L’ex consigliere di Forza Italia nel Municipio Media Valbisagno Paolo Aimé ha espresso

il suo pensiero su il futuro di Forza Italia.

Il rinnovamento di Forza Italia, guardando ai giovani e ai meno giovani, deve ripartire dalla politica dei territori, parlando con le persone e tenendo un costante e stretto contatto con la gente, ascoltando le loro problematiche e non farsi vedere solo nel periodo delle campagne elettorali. Per dare un concreto e reale segnale di rinnovamento occorre che gli eletti di Forza Italia, e quelli che si candideranno in futuro, sottoscrivano in modo onesto, determinato e concreto la seguente linea: il politico di Forza Italia eletto dai cittadini, per un funzionale ed efficiente servizio alla comunità, non può possedere contemporaneamente l'incarico di coordinatore di partito e l'incarico istituzionale, ma soprattutto non può assumere contemporaneamente due incarichi istituzionali, anche se in due gruppi consiliari differenti; a questo punto il politico deve obbligatoriamente scegliere tra i due incarichi.

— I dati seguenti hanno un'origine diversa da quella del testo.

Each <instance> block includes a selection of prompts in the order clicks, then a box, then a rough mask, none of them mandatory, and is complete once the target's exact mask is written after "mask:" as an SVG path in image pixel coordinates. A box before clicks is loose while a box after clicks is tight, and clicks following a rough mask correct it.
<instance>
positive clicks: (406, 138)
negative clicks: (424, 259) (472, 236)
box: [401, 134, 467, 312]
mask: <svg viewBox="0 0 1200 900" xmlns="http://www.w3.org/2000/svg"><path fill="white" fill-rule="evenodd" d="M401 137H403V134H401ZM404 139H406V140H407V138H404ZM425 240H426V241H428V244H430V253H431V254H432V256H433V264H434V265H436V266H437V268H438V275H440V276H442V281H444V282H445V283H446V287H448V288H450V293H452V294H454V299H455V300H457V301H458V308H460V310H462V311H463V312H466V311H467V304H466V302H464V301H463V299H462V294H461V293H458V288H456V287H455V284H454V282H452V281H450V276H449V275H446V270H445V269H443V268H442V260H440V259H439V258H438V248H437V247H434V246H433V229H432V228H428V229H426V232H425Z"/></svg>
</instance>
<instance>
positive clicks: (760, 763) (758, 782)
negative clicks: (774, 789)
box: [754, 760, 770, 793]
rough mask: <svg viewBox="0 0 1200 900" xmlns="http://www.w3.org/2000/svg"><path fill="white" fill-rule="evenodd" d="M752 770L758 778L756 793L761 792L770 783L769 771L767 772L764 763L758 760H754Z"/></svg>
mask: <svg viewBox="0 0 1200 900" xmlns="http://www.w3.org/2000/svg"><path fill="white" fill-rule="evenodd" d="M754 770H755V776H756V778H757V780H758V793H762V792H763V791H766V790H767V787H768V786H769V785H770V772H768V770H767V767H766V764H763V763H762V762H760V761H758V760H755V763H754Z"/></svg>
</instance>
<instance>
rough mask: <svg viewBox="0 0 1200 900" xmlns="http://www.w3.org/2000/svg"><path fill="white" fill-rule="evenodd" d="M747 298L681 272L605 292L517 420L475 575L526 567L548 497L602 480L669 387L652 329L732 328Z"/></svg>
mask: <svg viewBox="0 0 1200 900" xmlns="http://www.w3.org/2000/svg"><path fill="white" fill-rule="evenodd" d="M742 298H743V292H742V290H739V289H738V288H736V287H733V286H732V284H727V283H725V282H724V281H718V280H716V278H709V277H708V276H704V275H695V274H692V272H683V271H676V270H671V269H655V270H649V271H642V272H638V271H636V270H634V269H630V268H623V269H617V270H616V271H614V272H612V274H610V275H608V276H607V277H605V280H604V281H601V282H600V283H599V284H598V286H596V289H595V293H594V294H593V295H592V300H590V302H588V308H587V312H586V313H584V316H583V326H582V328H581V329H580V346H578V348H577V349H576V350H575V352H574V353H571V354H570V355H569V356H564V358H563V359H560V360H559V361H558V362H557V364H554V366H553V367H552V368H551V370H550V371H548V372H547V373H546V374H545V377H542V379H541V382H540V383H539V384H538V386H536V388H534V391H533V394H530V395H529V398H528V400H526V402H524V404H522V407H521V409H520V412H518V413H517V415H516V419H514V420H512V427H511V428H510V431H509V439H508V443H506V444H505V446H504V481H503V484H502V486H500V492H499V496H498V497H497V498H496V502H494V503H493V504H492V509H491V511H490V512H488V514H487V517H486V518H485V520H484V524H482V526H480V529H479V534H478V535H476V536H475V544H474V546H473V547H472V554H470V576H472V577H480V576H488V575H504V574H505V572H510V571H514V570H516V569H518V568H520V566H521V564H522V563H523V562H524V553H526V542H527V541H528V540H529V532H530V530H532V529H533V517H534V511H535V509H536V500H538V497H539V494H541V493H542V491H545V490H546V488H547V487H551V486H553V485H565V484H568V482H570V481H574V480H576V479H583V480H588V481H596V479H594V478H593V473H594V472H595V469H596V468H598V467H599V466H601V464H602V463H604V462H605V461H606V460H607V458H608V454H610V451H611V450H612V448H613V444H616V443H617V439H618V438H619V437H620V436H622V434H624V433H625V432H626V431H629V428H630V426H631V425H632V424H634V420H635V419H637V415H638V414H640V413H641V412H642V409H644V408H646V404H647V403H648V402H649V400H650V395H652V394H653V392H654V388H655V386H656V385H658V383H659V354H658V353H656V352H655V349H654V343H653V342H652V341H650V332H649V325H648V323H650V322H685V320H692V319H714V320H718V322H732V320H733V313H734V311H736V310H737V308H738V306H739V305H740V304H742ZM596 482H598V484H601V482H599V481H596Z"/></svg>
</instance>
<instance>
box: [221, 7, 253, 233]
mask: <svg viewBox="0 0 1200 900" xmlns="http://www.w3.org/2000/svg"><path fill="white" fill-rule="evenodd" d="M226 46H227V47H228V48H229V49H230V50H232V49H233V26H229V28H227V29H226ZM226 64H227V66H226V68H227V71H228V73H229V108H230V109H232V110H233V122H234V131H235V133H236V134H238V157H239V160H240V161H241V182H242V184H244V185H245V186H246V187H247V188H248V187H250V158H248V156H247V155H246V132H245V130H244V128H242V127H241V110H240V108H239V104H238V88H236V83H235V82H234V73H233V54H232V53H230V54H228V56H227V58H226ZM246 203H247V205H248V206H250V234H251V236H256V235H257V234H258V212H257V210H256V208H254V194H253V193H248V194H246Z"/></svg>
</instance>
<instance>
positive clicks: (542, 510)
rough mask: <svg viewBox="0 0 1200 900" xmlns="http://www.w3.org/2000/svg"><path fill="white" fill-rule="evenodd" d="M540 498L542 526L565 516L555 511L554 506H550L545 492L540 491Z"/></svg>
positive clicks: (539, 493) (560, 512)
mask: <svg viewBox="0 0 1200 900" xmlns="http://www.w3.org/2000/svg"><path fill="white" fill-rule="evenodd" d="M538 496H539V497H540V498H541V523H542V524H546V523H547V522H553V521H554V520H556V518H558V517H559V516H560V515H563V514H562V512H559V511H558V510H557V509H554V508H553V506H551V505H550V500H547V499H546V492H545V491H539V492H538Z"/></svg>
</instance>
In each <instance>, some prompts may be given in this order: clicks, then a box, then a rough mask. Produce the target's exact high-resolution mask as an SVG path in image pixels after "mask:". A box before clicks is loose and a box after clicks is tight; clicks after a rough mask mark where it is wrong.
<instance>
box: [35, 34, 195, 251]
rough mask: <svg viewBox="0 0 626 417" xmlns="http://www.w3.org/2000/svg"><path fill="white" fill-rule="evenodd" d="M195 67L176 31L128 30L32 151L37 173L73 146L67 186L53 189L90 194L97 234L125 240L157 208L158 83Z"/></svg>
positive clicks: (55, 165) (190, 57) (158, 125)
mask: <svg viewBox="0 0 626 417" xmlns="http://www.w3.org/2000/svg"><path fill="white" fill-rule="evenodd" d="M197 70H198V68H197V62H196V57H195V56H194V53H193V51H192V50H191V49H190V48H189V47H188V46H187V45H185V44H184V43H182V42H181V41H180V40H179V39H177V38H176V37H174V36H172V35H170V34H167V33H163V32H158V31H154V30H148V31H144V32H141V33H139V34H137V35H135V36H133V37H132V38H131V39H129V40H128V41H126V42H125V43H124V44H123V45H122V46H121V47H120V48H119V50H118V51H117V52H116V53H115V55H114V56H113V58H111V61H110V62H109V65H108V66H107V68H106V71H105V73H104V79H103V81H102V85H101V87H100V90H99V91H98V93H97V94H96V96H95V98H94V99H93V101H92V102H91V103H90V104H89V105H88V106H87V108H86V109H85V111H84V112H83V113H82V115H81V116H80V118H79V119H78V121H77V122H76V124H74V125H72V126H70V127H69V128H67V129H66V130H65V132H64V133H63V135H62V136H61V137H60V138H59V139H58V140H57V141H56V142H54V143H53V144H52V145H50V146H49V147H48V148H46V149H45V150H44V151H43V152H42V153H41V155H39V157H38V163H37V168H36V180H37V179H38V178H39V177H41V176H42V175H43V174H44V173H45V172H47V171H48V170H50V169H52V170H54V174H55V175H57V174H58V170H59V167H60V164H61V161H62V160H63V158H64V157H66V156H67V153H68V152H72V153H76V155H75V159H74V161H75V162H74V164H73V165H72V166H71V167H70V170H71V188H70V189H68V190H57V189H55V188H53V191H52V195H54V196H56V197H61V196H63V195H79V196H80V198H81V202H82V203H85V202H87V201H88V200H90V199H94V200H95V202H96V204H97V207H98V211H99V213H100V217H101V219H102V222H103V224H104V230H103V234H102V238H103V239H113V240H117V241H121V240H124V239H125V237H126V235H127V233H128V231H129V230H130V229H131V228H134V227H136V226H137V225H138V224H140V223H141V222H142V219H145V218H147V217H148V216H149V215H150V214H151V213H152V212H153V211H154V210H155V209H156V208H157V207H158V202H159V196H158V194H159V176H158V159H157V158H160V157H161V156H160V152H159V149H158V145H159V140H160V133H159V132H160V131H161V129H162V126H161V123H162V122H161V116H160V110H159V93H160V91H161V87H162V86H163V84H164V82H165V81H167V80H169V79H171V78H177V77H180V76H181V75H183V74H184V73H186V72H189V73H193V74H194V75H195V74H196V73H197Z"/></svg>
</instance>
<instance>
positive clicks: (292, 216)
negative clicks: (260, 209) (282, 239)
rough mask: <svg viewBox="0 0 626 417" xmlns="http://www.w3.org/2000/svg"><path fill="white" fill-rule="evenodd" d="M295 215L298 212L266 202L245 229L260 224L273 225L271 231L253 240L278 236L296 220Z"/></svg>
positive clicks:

Fare la buona politica significa mettersi al servizio dei cittadini con la presenza personale, continua, concreta e visibile sul territorio e nelle aule consiliari in modo da affrontare le varie problematiche con il proprio tempo e le proprie competenze assumendosi la responsabilità di risolverle.
Il politico che vuol tenere più poltrone non è più accettabile! La politica è una missione non uno stipendificio ne un teatrino personale dove esibirsi.
In caso contrario Il politico eletto, non è in grado, a livello propriamente di tempo, di poter assolvere in modo fattivo alle funzioni per le quali è stato eletto.